Sunday, July 19, 2009

Questions about Capitalism

Question: You say you are in favor of the free market—but can't big corporations interfere with free competition? Can't they force employees, distributors, and suppliers to accept their terms? So isn't government force, such as antitrust prosecution, necessary to protect individuals from this "economic force"?

Answer: As private corporations, business has no power to force anyone. The entire claim that businessmen can coercive their customers (and, indeed, the entire case for the antitrust laws) is based on equation between economic power and political power. The difference between these two forms of power must be kept strictly in mind—for it is a difference with life-and-death consequences.

In "The Dollar and the Gun" (The Objectivist Forum, June 1983), philosopher Harry Binswanger defines the difference between these two forms of power:

"'Political power' refers to the power of the government. The special nature of that power is what differentiates government from all other social institutions. That which makes government government, its essential attribute, is its monopoly on the use of physical force. Only a government can make laws—i.e., rules of social conduct backed up by physical force. ...The penalty for breaking the law is fines, imprisonment, and ultimately, death. The symbol of political power is a gun.

"Economic power, on the other hand, is the ability to produce material values and offer them for sale. E.g., the power of Big Oil is the power to discover, drill, and bring to market a large amount of oil. Economic power lies in assets—i.e., the factors of production, the inventory, and the cash possessed by businesses. The symbol of economic power is the dollar.

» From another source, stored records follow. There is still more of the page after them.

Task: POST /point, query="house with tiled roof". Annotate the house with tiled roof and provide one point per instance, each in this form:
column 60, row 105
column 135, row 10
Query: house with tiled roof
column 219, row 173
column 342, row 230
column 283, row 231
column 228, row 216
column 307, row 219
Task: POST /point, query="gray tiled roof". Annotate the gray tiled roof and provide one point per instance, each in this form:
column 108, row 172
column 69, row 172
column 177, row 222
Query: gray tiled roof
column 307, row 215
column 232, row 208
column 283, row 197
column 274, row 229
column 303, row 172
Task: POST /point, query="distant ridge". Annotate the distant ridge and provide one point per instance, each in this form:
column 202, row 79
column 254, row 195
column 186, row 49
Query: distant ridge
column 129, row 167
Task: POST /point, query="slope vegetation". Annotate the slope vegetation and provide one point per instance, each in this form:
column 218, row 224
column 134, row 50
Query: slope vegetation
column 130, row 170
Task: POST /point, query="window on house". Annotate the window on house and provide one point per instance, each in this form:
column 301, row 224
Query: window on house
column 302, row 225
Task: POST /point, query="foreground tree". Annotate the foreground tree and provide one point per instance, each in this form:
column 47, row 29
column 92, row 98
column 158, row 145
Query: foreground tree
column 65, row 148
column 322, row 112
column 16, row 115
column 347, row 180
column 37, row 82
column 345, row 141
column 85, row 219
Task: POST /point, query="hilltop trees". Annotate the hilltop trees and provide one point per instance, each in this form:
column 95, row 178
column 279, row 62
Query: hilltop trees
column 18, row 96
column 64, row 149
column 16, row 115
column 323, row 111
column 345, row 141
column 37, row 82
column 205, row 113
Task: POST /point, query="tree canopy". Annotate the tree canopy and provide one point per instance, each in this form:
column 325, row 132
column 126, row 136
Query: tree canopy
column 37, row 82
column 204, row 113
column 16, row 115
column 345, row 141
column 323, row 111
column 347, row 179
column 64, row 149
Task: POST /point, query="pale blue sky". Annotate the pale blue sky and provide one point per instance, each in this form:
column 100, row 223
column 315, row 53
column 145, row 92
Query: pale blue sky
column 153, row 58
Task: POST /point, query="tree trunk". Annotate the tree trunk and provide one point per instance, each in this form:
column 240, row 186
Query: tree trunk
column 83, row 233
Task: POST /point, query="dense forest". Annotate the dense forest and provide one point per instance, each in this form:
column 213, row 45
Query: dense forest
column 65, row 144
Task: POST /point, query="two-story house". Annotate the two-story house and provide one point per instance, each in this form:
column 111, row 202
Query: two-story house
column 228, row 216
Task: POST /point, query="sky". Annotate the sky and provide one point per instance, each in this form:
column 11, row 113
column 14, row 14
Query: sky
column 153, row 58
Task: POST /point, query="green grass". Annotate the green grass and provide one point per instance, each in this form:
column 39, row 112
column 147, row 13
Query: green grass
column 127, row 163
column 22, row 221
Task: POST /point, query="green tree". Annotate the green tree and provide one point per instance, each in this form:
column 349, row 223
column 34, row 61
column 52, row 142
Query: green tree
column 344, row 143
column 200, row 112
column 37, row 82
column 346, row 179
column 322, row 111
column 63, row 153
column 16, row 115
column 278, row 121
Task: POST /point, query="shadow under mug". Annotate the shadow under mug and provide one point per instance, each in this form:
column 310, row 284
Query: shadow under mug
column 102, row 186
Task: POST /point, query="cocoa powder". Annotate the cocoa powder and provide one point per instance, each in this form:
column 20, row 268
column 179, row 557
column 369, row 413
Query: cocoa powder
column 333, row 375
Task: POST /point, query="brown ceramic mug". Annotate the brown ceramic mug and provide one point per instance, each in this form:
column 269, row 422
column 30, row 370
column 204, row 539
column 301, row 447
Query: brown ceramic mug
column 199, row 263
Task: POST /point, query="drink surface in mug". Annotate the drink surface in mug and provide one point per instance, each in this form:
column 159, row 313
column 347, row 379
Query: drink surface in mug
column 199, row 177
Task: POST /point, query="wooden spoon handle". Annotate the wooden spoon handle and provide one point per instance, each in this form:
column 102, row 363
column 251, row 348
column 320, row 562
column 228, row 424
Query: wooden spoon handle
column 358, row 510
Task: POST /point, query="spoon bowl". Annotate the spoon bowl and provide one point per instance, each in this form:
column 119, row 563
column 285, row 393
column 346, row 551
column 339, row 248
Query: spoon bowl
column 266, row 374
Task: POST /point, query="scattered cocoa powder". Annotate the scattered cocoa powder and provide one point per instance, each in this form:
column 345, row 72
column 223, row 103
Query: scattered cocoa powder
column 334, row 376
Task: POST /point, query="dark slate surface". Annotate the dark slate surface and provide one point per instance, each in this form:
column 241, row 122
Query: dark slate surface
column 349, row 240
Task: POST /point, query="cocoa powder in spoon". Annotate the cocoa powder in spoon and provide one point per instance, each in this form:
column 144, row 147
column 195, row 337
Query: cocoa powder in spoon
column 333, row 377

"A business can only make you an offer, thereby expanding the possibilities open to you. The alternative a business presents you with in a free market is: 'increase your well-being by trading with us, or go your own way.' The alternative a government, or any force-user, presents you with is: 'do as we order, or forfeit your liberty, property, or life.'"

The only power a business has to induce customers to give it money is the value of its products. If a business started to produce an inferior product, it would eventually lose its customers. By contrast, the only power that the government has to offer is a threat: "We'll dictate what businessmen can and cannot do—and businessmen better toe the line or we'll throw them in jail."